Musical collaboration and improv
Even though Neil Young was, and is, the principle songwriter of his band — it's technically a solo project, after all — "Everybody Knows This Is Nowhere" required not only a blistering fever to generate three of the album's tracks but also the interplay between the members of Crazy Horse. Young has never shied away from describing each and every band member's importance, the same as the band members describe both them and Young as a single, cohesive musical unit.
On Ultimate Classic Rock, Young said of the recording of "Everybody Knows This Is Nowhere," "When I played those long guitar solos, it seemed like they weren't all that long, that I was making all these changes, when in reality what was changing was not one thing but the whole band. Danny was the key. A really great second guitar player, the perfect counterpoint to everything else that was happening." For his part, drummer Ralph Molina talked about playing around with the music, adding, removing, and improvising at will. He said, "We don't know the songs; we don't have charts. We just start playing. The magic just seems to happen."
The results speak for themselves. The entire writing and recording process, top to bottom, took just two weeks. "Everybody Knows This Is Nowhere" catapulted Young's solo career and linked him forever with Crazy Horse.

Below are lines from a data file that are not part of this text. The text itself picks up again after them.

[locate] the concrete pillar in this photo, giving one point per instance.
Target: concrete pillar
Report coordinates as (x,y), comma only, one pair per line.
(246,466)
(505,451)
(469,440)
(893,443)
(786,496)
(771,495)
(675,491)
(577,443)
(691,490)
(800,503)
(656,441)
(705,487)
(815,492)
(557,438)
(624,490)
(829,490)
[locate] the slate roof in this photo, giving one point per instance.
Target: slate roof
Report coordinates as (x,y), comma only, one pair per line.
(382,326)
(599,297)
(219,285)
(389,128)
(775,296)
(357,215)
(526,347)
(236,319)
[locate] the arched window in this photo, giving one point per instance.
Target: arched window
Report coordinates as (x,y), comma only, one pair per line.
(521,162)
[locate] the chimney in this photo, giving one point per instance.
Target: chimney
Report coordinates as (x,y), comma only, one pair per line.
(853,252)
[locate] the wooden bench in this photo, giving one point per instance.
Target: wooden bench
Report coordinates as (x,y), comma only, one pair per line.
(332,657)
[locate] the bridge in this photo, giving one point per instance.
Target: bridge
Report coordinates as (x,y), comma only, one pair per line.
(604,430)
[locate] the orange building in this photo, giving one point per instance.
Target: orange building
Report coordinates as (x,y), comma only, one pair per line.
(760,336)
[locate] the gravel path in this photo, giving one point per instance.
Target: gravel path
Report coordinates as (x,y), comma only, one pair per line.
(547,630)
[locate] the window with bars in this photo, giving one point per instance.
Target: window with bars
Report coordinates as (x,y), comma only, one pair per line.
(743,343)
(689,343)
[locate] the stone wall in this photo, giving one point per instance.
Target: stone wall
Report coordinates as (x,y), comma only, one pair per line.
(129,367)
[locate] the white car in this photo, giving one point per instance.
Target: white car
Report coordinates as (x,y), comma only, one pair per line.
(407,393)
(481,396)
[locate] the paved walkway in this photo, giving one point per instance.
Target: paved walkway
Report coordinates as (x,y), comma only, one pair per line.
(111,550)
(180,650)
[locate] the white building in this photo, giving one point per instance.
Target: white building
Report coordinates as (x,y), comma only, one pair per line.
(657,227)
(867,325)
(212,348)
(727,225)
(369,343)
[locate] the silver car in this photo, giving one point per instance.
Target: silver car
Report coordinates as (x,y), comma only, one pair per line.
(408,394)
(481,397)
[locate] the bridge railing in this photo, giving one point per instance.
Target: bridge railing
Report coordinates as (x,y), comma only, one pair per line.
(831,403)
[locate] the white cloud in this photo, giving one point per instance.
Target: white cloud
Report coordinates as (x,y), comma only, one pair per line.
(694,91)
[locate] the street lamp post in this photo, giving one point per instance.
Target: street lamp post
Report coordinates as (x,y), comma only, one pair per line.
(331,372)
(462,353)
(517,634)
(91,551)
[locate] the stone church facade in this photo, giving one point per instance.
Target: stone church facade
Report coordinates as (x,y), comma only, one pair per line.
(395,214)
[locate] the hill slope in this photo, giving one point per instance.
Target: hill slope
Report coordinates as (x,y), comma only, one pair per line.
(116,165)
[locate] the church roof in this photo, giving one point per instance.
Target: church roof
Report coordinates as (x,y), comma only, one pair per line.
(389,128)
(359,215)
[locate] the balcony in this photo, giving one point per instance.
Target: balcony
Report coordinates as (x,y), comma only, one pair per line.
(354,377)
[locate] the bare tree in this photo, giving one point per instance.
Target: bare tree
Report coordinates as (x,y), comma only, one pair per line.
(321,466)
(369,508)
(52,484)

And it was all done "with the whiplash logic of a fevered brain," as Rolling Stone puts it.
One member lost, but still rockin' free
Out of all the musicians involved, the final track from "Everybody Knows This Is Nowhere" — "Cowgirl in the Sand" — served to showcase guitarist Danny Whitten. Young gives much of the credit for the song's final form to Whitten, saying on Ultimate Classic Rock, "Billy and Ralph will get into a groove, and everything will be going along, and all of a sudden Danny'll start doing something else. He just led those guys from one groove to another, all within the same groove."
As it turns out, the lightning in a bottle captured on "Everybody Knows This Is Nowhere" really was a once-in-a-lifetime occurrence. Whitten was kicked out of the band for excessive drug use shortly after "Everybody Knows This Is Nowhere" was released, and he died of a heroin overdose in 1972. It took until 1975 for the band to find his replacement in Frank "Poncho" Sampedro, who stayed with Crazy Horse through 2018, as Rolling Stone explains. This means that "Everybody Knows This Is Nowhere" was the only Neil Young album with its unique musical lineup.
Neil Young has gone on to write numerous iconic songs since the '60s, like "Heart of Gold" (1972), "Hey Hey, My My (Out of the Blue)" (1979), "Rockin' in the Free World" (1989), and many more. But as Young said (via Uncut), it was the two weeks of 1969, when Young was struck with a smoldering fever, that let him "be real instead of fabricating something."